Google uses multiple AI systems simultaneously. RankBrain interprets unfamiliar queries and adjusts rankings based on user behaviour. BERT analyses language context to match queries with content. MUM handles complex and multimodal queries. Gemini generates AI Overviews. These systems operate in layers on every Google Search.
What is the difference between BERT and Google RankBrain?
Google RankBrain handles query interpretation and ranking adjustment based on user signals; it’s particularly useful for novel or ambiguous queries. BERT analyses the language structure of queries and pages, understanding the meaning of words in context. They serve different functions and operate together within Google’s AI-driven algorithms rather than as alternatives.
Is Google Search entirely driven by AI now?
No. Google uses a hybrid system. Traditional indexing and link-based signals still operate alongside AI layers. Google RankBrain, BERT, and Gemini are layered onto an underlying index of crawled and ranked pages. Google’s AI-driven algorithms sharpen and refine the traditional system; they haven’t replaced it.

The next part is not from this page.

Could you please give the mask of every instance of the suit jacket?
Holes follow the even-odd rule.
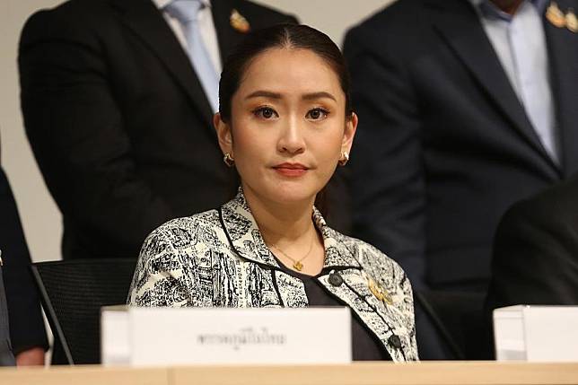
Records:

What is Google’s newest AI search system?
Gemini is Google’s most recent and capable AI system integrated into search. It powers AI Overviews, the generated summaries appearing at the top of many Google Search results pages, and underpins Google’s most advanced language understanding and generative AI capabilities.
How do I optimise my website for Google’s AI-driven algorithms?
Write content that genuinely covers topics in depth and matches real user intent. Use natural language. Build author credibility through verifiable credentials and consistent publishing. Implement structured data. Keep content accurate and well-sourced. These practices satisfy Google’s AI-driven algorithms because each one is specifically designed to identify these qualities.
How does Google’s AI handle UK versus US English?
Google’s neural matching layer identifies regional linguistic patterns and interprets them in context. Terms with different meanings in UK and US English, such as “solicitor,” “estate agent,” or “council,” are understood in their regional context based on the searcher’s location and language signals. For UK and Irish businesses, consistent use of local terminology is a genuine signal to Google’s AI-driven algorithms.
Will generative AI replace traditional SEO?
No, but generative AI in Google Search is reshaping what SEO means in practice. The technical fundamentals (crawlability, indexing, site structure, internal linking) still matter. What’s changed is what content quality means: keyword frequency has given way to topical authority, intent match, and credibility signals. Working with an AI search optimisation agency that understands both the technical and content dimensions is increasingly the difference between maintaining rankings and losing them.